Let's set up our own ripple layer tag as a demonstration. We'll start by creating some shadow DOM and injecting a canvas that's positioned absolutely within its container. We'll also register for pointer events, and bind the "tick" method that runs our animations:
var template = `
<style>
:host {
position: relative;
display: block;
}
canvas {
position: absolute;
inset: 0;
width: 100%;
height: 100%;
background: transparent;
}
</style>
<canvas></canvas>
<slot></slot>
`;
class RippleLayer extends HTMLElement {
ripple = null;
constructor() {
super();
var root = this.attachShadow({ mode: "open" });
root.innerHTML = template;
var canvas = root.querySelector("canvas");
this.context = canvas.getContext("2d");
this.tick = this.tick.bind(this);
this.addEventListener("pointerdown", this);
}
}
With the infrastructure in place, we'll watch for pointer events and start a ripple when one occurs, storing the important information about when and where the click or tap occurred:
handleEvent(e) {
this.releasePointerCapture(e);
this.ripple = {
started: Date.now(),
x: e.offsetX,
y: e.offsetY
}
this.tick();
}
Finally, we'll add the tick() method that actually draws the ripple.

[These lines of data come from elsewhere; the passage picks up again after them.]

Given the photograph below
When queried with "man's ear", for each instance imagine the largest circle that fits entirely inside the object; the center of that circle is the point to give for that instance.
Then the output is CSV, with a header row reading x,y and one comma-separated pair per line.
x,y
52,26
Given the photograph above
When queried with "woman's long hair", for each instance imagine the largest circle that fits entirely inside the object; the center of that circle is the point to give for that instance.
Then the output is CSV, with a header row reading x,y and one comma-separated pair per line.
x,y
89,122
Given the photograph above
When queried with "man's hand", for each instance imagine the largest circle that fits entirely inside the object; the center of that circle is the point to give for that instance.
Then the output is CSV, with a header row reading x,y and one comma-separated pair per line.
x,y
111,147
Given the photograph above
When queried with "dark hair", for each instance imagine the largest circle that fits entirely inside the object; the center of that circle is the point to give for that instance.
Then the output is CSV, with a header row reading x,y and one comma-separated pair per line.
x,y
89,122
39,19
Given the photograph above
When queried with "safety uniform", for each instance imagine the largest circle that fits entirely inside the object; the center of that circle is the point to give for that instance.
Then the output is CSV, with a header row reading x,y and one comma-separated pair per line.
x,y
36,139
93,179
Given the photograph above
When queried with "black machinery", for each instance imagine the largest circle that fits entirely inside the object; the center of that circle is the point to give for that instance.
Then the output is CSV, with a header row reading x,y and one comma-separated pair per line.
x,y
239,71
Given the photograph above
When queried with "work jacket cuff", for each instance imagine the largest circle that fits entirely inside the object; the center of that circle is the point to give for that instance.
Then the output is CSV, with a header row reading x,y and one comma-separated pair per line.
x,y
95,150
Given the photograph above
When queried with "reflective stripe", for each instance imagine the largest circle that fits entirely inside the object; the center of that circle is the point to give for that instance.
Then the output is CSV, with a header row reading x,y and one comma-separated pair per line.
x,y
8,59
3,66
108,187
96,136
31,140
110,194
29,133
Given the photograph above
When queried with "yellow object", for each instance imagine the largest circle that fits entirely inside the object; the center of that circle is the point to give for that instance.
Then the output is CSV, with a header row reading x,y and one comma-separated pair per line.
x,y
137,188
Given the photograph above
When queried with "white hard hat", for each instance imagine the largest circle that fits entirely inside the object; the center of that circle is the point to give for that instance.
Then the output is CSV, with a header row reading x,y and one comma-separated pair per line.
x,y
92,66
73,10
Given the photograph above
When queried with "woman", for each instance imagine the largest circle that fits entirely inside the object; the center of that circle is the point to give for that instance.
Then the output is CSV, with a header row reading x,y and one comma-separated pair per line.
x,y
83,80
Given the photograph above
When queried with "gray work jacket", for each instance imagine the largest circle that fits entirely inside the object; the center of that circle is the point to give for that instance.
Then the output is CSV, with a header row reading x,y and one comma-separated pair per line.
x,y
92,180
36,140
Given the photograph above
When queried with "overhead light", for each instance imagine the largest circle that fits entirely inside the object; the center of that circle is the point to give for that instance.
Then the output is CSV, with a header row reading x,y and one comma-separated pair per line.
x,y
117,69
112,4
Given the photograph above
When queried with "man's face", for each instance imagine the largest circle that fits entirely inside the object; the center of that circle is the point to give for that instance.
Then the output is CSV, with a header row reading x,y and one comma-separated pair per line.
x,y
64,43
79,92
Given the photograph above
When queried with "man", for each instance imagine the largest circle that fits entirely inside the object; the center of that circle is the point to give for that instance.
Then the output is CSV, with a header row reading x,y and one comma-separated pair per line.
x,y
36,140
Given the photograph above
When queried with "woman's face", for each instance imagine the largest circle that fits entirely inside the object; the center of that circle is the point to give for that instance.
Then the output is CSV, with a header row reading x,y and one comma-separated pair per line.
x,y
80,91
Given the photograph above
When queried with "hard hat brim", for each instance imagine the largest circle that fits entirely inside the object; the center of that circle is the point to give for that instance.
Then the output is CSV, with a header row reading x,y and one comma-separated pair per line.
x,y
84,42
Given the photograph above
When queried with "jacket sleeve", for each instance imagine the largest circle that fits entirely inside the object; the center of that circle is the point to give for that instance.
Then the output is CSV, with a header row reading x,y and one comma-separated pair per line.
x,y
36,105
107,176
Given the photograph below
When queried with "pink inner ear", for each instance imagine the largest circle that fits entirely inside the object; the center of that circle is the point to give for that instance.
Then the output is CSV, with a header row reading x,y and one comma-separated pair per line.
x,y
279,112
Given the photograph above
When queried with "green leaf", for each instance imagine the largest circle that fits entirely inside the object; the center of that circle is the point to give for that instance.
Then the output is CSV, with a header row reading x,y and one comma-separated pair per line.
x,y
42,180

Our animation basically just looks at the current time and draws a circle based on where it should be at that point — we don't need to retain any information from one frame to the next.
tick() {
// resize the canvas buffer 1:1 with its CSS size
var { canvas } = this.context;
canvas.width = this.offsetWidth;
canvas.height = this.offsetHeight;
// find out how far in the ripple we've gotten
var elapsed = Date.now() - this.ripple.started;
var duration = this.getAttribute("duration") || 300;
var delta = elapsed / duration;
// if the ripple is complete, don't draw and stop animating
if (delta >= 1) return;
// determine the size of the ripple
var eased = .5 - Math.cos(delta * Math.PI) / 2;
var rMax = canvas.width > canvas.height ? canvas.width * .8 : canvas.height * .8;
// draw a darker outline and lighter inner circle
this.context.arc(this.ripple.x, this.ripple.y, rMax * eased, 0, Math.PI * 2);
this.context.globalAlpha = (1 - delta) * .5;
this.context.stroke();
this.context.globalAlpha = (1 - delta) * .2;
this.context.fill();
// schedule the next update
requestAnimationFrame(this.tick);
}
Once this element is defined, you can put a <ripple-layer> anywhere you want the effect to occur, such as absolutely positioned in a button. This does require the "layer" to be on top — if you need to have multiple clickable items within a ripple zone, invert the tag by adding a slot, so that the layer wraps around content and adds an effect to it instead of vice-versa.